Unique to living abroad. Also the variable that can wipe everything else out. Wrong visa, missed renewal, and you leave your entire life. A friend of mine picked the wrong master’s program here. She did not qualify for the right post-study visa and had to leave France.

When I graduated I had to target job offers that paid enough to qualify for a four-year passeport talent. For my US internship I did not get my visa until the day before my flight. This year I am preparing my French citizenship application. Each is a months-long project with stress that has nothing to do with your job or your social life.

Career and family

Building a career in a foreign country, in a multilingual team, adds friction. I picked the English-track in France, which let me focus on business skills but narrowed my job market and slowed my French. I covered this in my marketing career path post.

Family is the hardest one. You miss birthdays, weddings, sometimes illnesses. You watch your parents and grandparents get older over video calls. Flights add up, vacation days are finite, and the compound cost across the years is real.

Some things just get pushed back

There are only so many variables a person can prioritise at once. Energy is finite. In your first year or two abroad, you spend disproportionate energy on the basics. Finding an apartment. Earning enough to live. Building a baseline social circle so you do not slide into deep loneliness. Doing all this in a foreign country and often a foreign language drains more energy than the same tasks at home.

So other parts of life get delayed. Friends back home pull ahead in their careers, buy houses, get into serious relationships, get married, start having kids. You are still on a one-year lease, eating pasta alone on a Tuesday, learning the difference between a prefecture and a mairie. The delay is real. It is not a failure. It is the price of taking on more variables at once.

By year five or six, I had caught up on the basics. The visa, the job, the stable circle, an apartment I actually liked. From there I could put real energy into hobbies, relationships, music, travel that was not survival travel. I am genuinely happy with the slope of my life here, even though the timeline does not match my home-country friends’.

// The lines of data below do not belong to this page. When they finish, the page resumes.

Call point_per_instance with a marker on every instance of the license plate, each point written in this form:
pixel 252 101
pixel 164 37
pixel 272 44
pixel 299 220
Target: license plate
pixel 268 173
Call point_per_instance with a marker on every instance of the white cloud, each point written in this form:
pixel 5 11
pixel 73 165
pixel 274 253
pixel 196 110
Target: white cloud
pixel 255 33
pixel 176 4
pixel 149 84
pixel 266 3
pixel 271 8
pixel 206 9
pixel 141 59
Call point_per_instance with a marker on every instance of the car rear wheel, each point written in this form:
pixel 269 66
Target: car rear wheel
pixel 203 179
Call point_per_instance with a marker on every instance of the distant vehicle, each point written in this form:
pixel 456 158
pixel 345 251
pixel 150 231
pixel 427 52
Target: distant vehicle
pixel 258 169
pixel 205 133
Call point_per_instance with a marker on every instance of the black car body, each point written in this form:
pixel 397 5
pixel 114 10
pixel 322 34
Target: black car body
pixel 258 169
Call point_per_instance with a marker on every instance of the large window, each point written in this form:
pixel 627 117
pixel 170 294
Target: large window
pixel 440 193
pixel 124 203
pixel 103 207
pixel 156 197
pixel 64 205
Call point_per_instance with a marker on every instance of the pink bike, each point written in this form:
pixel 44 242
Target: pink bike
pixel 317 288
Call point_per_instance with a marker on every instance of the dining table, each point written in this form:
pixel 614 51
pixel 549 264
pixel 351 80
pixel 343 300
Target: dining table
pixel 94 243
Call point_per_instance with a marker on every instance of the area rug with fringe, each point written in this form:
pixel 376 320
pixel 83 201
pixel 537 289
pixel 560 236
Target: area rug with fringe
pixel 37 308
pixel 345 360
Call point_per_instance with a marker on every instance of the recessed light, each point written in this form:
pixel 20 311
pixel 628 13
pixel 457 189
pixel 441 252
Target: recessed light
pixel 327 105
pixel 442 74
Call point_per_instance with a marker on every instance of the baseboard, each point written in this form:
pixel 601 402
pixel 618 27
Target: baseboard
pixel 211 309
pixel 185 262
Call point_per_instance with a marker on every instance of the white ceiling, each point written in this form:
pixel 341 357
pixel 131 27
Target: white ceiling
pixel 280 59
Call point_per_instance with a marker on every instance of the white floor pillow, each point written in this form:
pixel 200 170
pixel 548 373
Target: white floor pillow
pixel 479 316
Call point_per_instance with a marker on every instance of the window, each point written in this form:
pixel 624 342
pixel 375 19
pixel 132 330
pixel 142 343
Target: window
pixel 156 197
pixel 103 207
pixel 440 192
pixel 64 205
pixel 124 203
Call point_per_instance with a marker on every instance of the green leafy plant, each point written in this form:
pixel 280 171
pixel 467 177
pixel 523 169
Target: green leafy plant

What I want you to take away

If you are abroad right now and things feel harder than they should, you are not failing. You are dealing with a whole second layer of variables that your friends at home are not. Adjust your expectations downward for the first three years. Do not compare your insides to other people’s outsides.

And remember why you moved. Mine was that I wanted to see the world. Six years in, even with the friction, I would make the same choice again. I wrote the positive flip side of this argument in non-obvious reasons to move abroad, which sits next to this post.

The struggle is part of the deal. Knowing that going in helps.